Declarative Multilingual Information Extraction with SystemT and Polyglot

Presented by Laura Chiticariu and Alan Akbik

Thursday, November 17, 2016
11:00 a.m.
ICSI Lecture Hall

Abstract:

Information extraction (IE), the task of extracting structured information from unstructured or semi-structured data, is increasingly important to a wide array of enterprise applications, ranging from Business Intelligence to Data-as-a-Service.

In the first part of the talk, we give an overview of SystemT, a declarative IE system designed and developed to address the requirements driven by modern applications: scalability, expressivity, and transparency. SystemT is based on the basic principle underlying relational database technology: complete separation of specification from execution. SystemT uses a declarative language for expressing NLP algorithms called AQL, and an optimizer that generates high-performance algebraic execution plans for AQL rules. It makes IE orders of magnitude more scalable and easy  to use, maintain and customize. Today, SystemT ships with multiple products across 4 IBM Software Brands and it being taught in universities. Our ongoing research and development efforts focus on making SystemT more usable for both technical and business users, and continuing enhancing its core functionalities based on natural language processing, machine learning, and  database technology.

In the second part of the talk we present POLYGLOT, a multilingual semantic role labeling system capable of semantically parsing sentences in 9 different languages from 4 different language groups. The key feature of the system is that it treats the semantic labels of the English Proposition Bank as “universal semantic labels”: Given a sentence in any of the supported languages, POLYGLOT will predict appropriate English PropBank frame and role annotation. We illustrate how these universal semantic labels can be used within SystemT to create information extractors that immediately work across different languages. In addition, we illustrate how we automatically generate Proposition Banks for new languages in order to enable multilingual SRL and discuss some challenges of crosslingual semantics.

Speaker Bios:

Laura Chiticariu is a Research Staff Member in the Scalable Natural Language Processing group at IBM Research-Almaden. Her primary research is in Database Systems and Natural Language Processing. Laura joined IBM Research after obtaining her Ph.D. in Computer Science from University of California, Santa Cruz in 2008. Her current work focuses on building development support for information extraction systems, utilizing a range of techniques including data provenance, information integration and machine learning.
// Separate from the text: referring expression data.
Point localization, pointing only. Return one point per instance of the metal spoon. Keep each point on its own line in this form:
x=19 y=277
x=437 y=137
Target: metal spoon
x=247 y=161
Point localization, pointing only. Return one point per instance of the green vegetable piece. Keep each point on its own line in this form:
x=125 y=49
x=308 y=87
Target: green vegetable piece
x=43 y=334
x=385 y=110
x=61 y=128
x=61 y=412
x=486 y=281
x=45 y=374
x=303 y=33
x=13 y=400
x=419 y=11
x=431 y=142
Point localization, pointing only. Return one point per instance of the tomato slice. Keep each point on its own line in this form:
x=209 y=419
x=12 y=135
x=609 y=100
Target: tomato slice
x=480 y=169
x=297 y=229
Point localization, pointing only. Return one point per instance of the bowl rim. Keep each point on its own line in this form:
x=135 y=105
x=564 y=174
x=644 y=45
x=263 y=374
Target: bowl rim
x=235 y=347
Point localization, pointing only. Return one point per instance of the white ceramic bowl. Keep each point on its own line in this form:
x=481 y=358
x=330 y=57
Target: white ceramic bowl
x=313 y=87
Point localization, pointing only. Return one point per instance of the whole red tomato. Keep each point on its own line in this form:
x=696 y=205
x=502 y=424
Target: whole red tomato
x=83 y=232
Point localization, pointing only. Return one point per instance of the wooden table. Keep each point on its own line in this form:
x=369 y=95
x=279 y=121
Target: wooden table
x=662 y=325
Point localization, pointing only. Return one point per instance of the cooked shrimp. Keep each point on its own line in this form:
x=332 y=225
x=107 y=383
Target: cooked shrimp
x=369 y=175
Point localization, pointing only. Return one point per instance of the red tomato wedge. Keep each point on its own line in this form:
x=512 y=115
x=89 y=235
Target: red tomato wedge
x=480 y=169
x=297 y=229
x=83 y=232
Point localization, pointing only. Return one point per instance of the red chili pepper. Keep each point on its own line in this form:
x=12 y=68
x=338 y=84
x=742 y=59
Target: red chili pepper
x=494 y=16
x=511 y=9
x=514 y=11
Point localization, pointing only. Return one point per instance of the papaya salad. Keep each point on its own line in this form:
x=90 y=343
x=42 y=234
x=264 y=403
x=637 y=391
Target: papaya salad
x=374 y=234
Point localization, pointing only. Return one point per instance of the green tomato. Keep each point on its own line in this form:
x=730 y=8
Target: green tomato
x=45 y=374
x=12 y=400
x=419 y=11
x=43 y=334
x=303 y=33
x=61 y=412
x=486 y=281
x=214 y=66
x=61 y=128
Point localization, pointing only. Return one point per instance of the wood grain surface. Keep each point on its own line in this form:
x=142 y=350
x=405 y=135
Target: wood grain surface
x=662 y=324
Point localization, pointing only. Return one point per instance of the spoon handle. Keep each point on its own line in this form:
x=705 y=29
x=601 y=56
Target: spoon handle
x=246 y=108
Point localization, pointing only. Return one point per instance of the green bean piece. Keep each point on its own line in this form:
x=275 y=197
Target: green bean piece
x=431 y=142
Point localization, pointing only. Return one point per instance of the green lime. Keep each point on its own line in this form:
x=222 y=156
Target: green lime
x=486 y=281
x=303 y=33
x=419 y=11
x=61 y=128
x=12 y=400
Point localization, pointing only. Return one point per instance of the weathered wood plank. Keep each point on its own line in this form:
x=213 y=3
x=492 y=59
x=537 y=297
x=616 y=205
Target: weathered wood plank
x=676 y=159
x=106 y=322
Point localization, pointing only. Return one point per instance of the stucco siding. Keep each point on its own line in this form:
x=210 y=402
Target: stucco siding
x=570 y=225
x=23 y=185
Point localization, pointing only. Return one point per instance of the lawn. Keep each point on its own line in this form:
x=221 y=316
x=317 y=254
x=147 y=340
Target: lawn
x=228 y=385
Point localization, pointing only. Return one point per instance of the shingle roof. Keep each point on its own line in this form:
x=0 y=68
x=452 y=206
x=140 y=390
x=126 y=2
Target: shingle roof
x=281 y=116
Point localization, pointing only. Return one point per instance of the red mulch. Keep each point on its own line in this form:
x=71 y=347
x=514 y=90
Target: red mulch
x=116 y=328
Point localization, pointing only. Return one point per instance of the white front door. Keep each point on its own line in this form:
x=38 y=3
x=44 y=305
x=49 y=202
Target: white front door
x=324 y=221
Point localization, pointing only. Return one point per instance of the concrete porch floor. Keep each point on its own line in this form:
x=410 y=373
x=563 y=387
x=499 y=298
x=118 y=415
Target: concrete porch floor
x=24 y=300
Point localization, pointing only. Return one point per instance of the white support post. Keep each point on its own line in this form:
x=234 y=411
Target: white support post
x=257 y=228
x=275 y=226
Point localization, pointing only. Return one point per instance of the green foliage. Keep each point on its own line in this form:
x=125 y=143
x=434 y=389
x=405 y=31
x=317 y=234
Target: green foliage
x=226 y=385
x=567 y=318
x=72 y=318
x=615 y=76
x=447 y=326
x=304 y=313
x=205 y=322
Alan Akbik is a postdoctoral researcher in the Scalable Natural Language Processing group at IBM Research-Almaden. He joined IBM Research earlier this year, after obtaining his Ph.D. in Computer Science from the Berlin Institute of Technology. His current research focuses on "universal" Semantic Role Labeling, i.e. enabling the shallow semantic parsing of textual data from many different languages into a shared, language-independent representation of semantics. He pursues this research in order to enable text analytics on multilingual data, for applications ranging from Information Extraction to Question Answering.